President Akufo-Addo handing over a cheque to president to the Police Administration

The President, Nana Addo Dankwa Akufo-Addo, has commissioned a new Out Patients Department (OPD) facility and Virtual Medical Center at the Police Hospital in Accra.

He also launched a Police Emergency Medical Intervention Fund with an initial amount of GH¢6.1 million for the Ghana Police Service, and made a personal contribution of GH¢100,000 to it.

Nana Akufo-Addo also visited the Ghana Police Hospital yesterday for the first time since becoming President, during which he commissioned the two projects.

New OPD

The new OPD cost GH¢180,000 and would be dedicated to emergency cases only, in line with best practices. The facility consists of an Emergency Unit, a Public Health Unit, an Obstetrics and Gynecology Unit, including a Labor and Medical and Surgical Units.

In his address, the President commended the police administration and the management of the Police Hospital for constructing the new OPD. He explained that the new facility would help decongest the existing one, which, hitherto, was responsible for seeing to patients with emergency cases, as well as regular OPD visits.

He added that it would ensure a clear line of separation between emergency cases and routine OPD visits, thereby improving the quality of service delivery at the hospital.

Virtual Medical Centre

The Virtual Medical Center is an end-to-end video hospital management system that allows patients, regardless of location in the country, to undertake virtual consultations with healthcare professionals at the Ghana Police Hospital. The project cost an amount of GH¢50,000.

President interacting with some of the injured police officers

In his address, President Akufo-Addo indicated that officers of the service were guaranteed a protected platform for seamless consultations with the doctor.

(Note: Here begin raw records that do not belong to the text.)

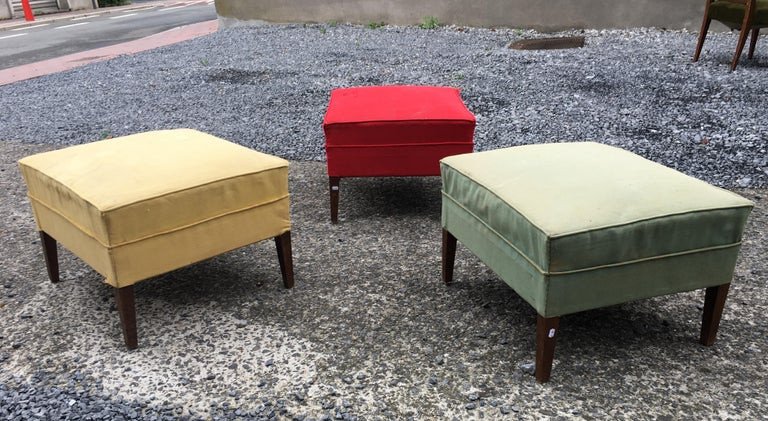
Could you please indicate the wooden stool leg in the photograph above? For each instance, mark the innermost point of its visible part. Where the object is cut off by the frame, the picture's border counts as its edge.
(753, 42)
(334, 186)
(714, 301)
(126, 306)
(546, 333)
(449, 256)
(51, 256)
(702, 37)
(739, 47)
(284, 256)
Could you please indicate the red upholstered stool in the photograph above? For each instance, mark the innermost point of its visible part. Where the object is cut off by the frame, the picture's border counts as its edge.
(393, 131)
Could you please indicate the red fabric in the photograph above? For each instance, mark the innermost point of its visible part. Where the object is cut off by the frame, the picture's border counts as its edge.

With the virtual OPD, a doctor would attend to patients through diagnosis, laboratory referrals, prescription of drugs, and subsequent reviews.

According to the President, all of these medical processes could be done without police personnel having to travel from their station. He continued that, “Indeed, if the medical situation of a patient demands a higher level of attention, the medical doctor would immediately make the necessary arrangements for the patient to be evacuated to the nearest medical facility for treatment.”

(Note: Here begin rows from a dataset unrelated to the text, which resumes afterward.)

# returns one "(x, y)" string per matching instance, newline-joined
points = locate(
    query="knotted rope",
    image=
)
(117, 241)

The President stated that the Virtual Medical Center, the first of its kind in the public sector, was indeed worthy of emulation and could not have come at a better time as the country continued to battle the scourge of COVID-19, which to a significant extent limited person-to-person contact.

Emergency Medical Fund

The President said he was delighted to have launched the GH¢6.1 million Police Emergency Medical Intervention Fund. He said it was aimed at providing immediate financial assistance for medical treatment for police officers who get injured in the line of duty. He asserted that the beneficiaries do not have to go through the usual bureaucratic and the associated delays that have in the past resulted in some cases in personnel losing their lives whilst awaiting treatment and the deterioration of medical conditions of others.”

The new facility at the Police Hospital

As an opener, he presented the first three beneficiaries of the fund – Chief Inspector Mac Victor Anako, Inspector Theresa Ohene and Corporal Isaac Essuman Opoku – with money covering the cost of medical treatment in Ghana and abroad.

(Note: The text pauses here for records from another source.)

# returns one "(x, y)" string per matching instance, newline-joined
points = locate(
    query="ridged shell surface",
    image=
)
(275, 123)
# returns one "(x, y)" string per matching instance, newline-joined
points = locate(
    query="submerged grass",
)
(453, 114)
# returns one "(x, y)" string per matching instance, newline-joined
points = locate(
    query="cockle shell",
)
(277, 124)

President Akufo-Addo was hopeful that all police officers who require medical treatment will receive the best care without recourse to the cost of treatment, “and I’m making a modest contribution of GH¢100,000 to the fund.”

IGP

In his address on the fund, the Inspector General of Police, Dr George Akuffo Dampare, said when the President got to know that it was private people who had to intervene to assist officers and men who got injured in the line of duty, he urged the Minister to ensure that there was a resource from the state to cater for such eventualities.

He added that in 2018, the government committed GHC 800 million to the retooling and transformation of the police service, which had culminated in over 900 vehicles and other departments.

He said the President ordered that all backlogs of promotions be rectified. According to the IGP, Ghana is the second most peaceful country in Africa and the 38th in the world, and this is a work in progress, which is part of the transformation agenda of the Ghana Police Service to become one of the best in the world.